- Occupation: Role-playing game designer.

= Chris Wiese =

American role-playing game designer

Chris Wiese is a role-playing game designer.

==Career==
Chris Wiese began in the gaming industry as the marketing director and acting CEO of Holistic Design. He is one of the current partners in the company. He has made contributions to a number of their products, most particularly in the design of deck plans such as the Letters of Marque starship line, along with Space Station Cirrus. He is the co-designer (with Ken Lightner) of Noble Armada, a miniatures game based on the flagship Holistic RPG Fading Suns. He also was the primary developer for their other miniatures lines including Carnage and Fantasy Encounters.

He has also worked heavily with the miniatures company Metal Express LLC.

Under his tenure as vice president of GAMA, he more than doubled the income of the Origins Game Fair. With the retirement of the previous president, he was elected president.
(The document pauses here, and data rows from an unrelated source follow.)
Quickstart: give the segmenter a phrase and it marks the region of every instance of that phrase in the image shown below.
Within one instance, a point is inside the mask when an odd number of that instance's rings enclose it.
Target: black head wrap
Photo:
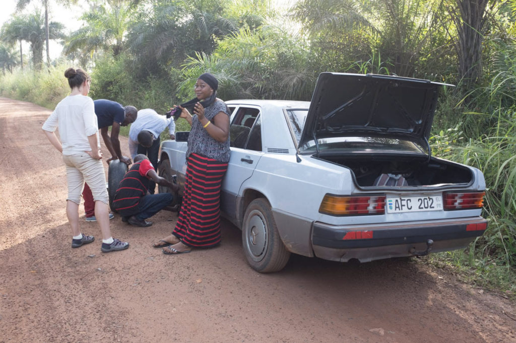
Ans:
[[[204,74],[201,75],[199,77],[198,79],[202,80],[213,89],[213,94],[212,94],[208,98],[201,101],[201,105],[202,105],[202,107],[206,108],[213,104],[213,101],[214,101],[215,99],[217,98],[217,89],[219,87],[219,81],[217,81],[217,79],[215,78],[215,76],[209,73],[205,73]],[[194,98],[189,101],[182,104],[180,106],[181,107],[186,108],[189,112],[191,113],[194,110],[194,106],[195,106],[195,104],[198,101],[199,99],[197,98]],[[173,116],[174,120],[178,120],[178,118],[181,114],[181,111],[179,110],[179,107],[176,107],[175,108],[178,109],[175,110],[175,109],[173,109],[166,113],[167,118],[169,118],[171,116]]]
[[[199,77],[200,80],[202,80],[208,85],[213,89],[214,91],[216,91],[219,88],[219,81],[217,80],[215,77],[209,73],[205,73]]]

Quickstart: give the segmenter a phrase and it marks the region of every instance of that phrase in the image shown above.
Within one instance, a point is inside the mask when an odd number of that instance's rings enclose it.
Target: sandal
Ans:
[[[178,238],[175,236],[174,236],[173,235],[170,235],[173,236],[174,239],[178,239],[178,242],[171,243],[170,242],[166,241],[166,239],[167,238],[166,237],[163,239],[159,239],[159,241],[158,241],[158,243],[154,243],[154,244],[152,245],[152,246],[154,248],[164,248],[165,247],[168,247],[171,245],[173,245],[174,244],[177,244],[178,243],[181,242],[181,240],[179,239],[179,238]],[[160,244],[160,243],[163,243],[163,244]]]
[[[168,251],[165,251],[164,249],[162,249],[162,251],[163,251],[163,253],[164,253],[166,255],[177,255],[178,254],[186,254],[191,251],[191,250],[185,250],[184,251],[179,251],[176,249],[175,249],[175,248],[167,248],[167,249],[168,249],[170,251],[172,251],[172,252],[169,252]]]

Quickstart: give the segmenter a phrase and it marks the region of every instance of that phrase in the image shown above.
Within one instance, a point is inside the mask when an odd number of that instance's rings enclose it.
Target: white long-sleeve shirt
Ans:
[[[59,127],[63,155],[91,151],[88,137],[97,134],[100,148],[99,126],[93,101],[89,96],[69,95],[57,104],[42,128],[53,132]]]
[[[134,159],[137,154],[138,134],[141,131],[148,131],[157,139],[161,133],[167,127],[169,133],[174,134],[175,132],[175,122],[172,117],[167,118],[164,115],[158,114],[154,110],[146,108],[138,111],[136,120],[131,125],[129,129],[129,152],[131,158]]]

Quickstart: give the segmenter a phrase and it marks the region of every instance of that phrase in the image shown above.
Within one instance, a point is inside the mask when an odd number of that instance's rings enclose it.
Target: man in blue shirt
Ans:
[[[160,115],[154,110],[146,108],[138,111],[138,117],[129,129],[129,152],[134,159],[137,154],[147,155],[154,170],[157,171],[160,135],[168,128],[170,139],[175,138],[175,123],[173,118]],[[149,180],[149,192],[154,194],[156,184]]]
[[[99,130],[106,147],[111,153],[111,158],[106,162],[109,164],[110,161],[119,159],[128,165],[131,164],[132,163],[131,158],[122,155],[118,135],[121,126],[127,126],[136,119],[138,116],[136,108],[130,106],[123,107],[116,101],[105,99],[94,100],[93,105],[95,107],[95,114],[97,116]],[[108,131],[110,126],[112,126],[110,136]],[[96,221],[95,203],[91,191],[87,183],[84,184],[83,198],[84,199],[84,212],[86,214],[86,221]],[[109,219],[112,219],[113,217],[113,214],[110,213]]]
[[[99,130],[106,147],[111,153],[111,158],[107,161],[108,164],[113,160],[118,159],[127,165],[131,164],[131,158],[122,156],[118,135],[121,126],[127,126],[136,120],[138,116],[136,108],[134,106],[122,107],[118,102],[105,99],[95,100],[93,104]],[[109,126],[112,127],[110,136],[108,132]]]

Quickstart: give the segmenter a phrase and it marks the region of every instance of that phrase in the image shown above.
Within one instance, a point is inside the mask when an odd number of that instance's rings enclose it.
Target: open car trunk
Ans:
[[[354,156],[338,157],[320,156],[314,158],[326,161],[350,169],[358,185],[360,187],[378,186],[428,186],[445,185],[466,186],[473,176],[469,168],[460,164],[427,157],[421,158],[403,155],[361,157]],[[406,182],[398,184],[384,182],[387,175],[391,180],[404,178]]]

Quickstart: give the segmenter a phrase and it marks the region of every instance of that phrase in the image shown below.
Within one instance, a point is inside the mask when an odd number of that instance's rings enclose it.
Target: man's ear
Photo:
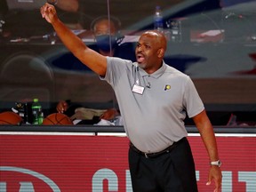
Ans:
[[[163,58],[164,55],[164,50],[163,48],[160,48],[160,49],[158,50],[158,52],[157,52],[157,56],[158,56],[159,58]]]

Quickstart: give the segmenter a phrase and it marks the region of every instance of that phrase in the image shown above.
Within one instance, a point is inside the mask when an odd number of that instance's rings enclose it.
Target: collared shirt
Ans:
[[[190,77],[166,65],[148,74],[138,63],[108,57],[103,79],[113,87],[132,143],[140,151],[161,151],[188,135],[184,125],[204,104]],[[135,88],[134,88],[135,86]]]

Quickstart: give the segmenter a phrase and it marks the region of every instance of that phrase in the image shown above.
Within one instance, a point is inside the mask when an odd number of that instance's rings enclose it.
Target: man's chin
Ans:
[[[142,62],[138,62],[138,67],[140,68],[144,68],[146,66],[145,63],[142,63]]]

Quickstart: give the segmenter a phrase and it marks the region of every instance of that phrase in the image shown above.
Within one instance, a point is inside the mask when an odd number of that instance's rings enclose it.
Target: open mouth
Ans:
[[[142,63],[145,60],[145,57],[142,54],[137,54],[137,62]]]

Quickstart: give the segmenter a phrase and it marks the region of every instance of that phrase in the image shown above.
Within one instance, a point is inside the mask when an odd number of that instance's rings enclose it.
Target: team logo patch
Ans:
[[[165,87],[164,87],[164,91],[166,91],[166,90],[170,90],[170,89],[171,89],[171,85],[166,84]]]

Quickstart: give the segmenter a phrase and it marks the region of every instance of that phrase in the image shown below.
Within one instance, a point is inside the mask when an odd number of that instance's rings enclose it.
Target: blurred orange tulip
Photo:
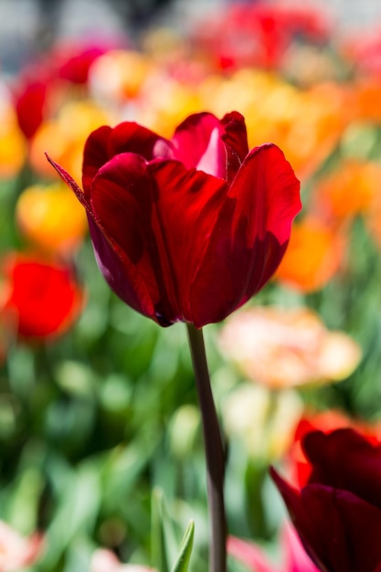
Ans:
[[[344,247],[343,234],[308,217],[293,225],[275,278],[302,292],[321,290],[339,270]]]
[[[333,222],[366,212],[376,193],[381,194],[381,165],[371,162],[343,161],[318,181],[313,189],[314,209]]]
[[[6,93],[0,92],[0,177],[17,175],[26,157],[26,142]]]
[[[18,198],[16,216],[26,238],[48,252],[70,253],[88,228],[83,208],[61,184],[26,188]]]
[[[111,118],[92,101],[65,103],[58,117],[43,122],[31,141],[29,158],[33,168],[42,176],[54,176],[45,157],[48,149],[55,161],[80,179],[83,147],[89,133],[110,122]]]

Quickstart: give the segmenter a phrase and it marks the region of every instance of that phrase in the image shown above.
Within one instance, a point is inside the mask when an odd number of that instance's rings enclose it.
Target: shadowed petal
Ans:
[[[245,122],[238,112],[219,121],[212,113],[190,115],[172,139],[175,157],[188,168],[233,180],[249,153]]]
[[[302,493],[271,471],[301,539],[321,570],[374,572],[381,562],[381,511],[352,493],[309,484]]]
[[[133,153],[147,161],[173,155],[170,142],[138,123],[125,122],[113,129],[100,127],[90,133],[85,144],[82,184],[86,196],[99,169],[114,155],[123,153]]]
[[[330,435],[313,431],[303,449],[313,465],[309,482],[351,491],[381,509],[381,445],[343,429]]]
[[[189,277],[226,191],[224,182],[176,161],[147,164],[133,154],[115,156],[95,177],[94,216],[145,284],[159,321],[189,319]]]
[[[282,152],[262,145],[238,171],[191,287],[195,324],[200,303],[218,320],[243,304],[271,277],[286,249],[301,208],[299,181]],[[224,298],[218,295],[224,287]]]

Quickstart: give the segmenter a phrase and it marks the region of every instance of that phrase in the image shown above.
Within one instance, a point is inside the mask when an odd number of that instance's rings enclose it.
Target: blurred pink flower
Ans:
[[[34,564],[41,555],[43,536],[38,533],[28,538],[0,521],[0,572],[19,571]]]
[[[280,543],[280,564],[271,562],[259,546],[234,536],[228,540],[228,552],[253,572],[319,572],[289,523],[281,530]]]
[[[1,572],[1,570],[0,570]],[[90,572],[156,572],[140,564],[122,564],[111,550],[98,548],[92,555]]]

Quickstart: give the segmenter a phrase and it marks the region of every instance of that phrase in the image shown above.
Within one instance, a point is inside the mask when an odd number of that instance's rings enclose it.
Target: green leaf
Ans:
[[[194,535],[195,522],[191,520],[185,531],[185,534],[184,535],[183,541],[180,546],[180,554],[177,557],[177,562],[172,568],[172,572],[187,572],[192,554]]]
However, controversy over the wording over reforms to the GAMA charter, in part due to an effort led by Ryan Dancey, led to a complete changeover of personnel the following year.

Weise is the co-author of Dark Between the Stars and Merchants of the Jumpweb. His other credits include the Living Force Campaign Guide (2001) for the Star Wars Roleplaying Game Revised Edition, and the Fading Suns Player's Guide (Revised Edition, 2012)

Holistic shut down production in 2003, at which point Wiese remained as the company President, and continued to spend his time with both GAMA and the new company he started, World Builders.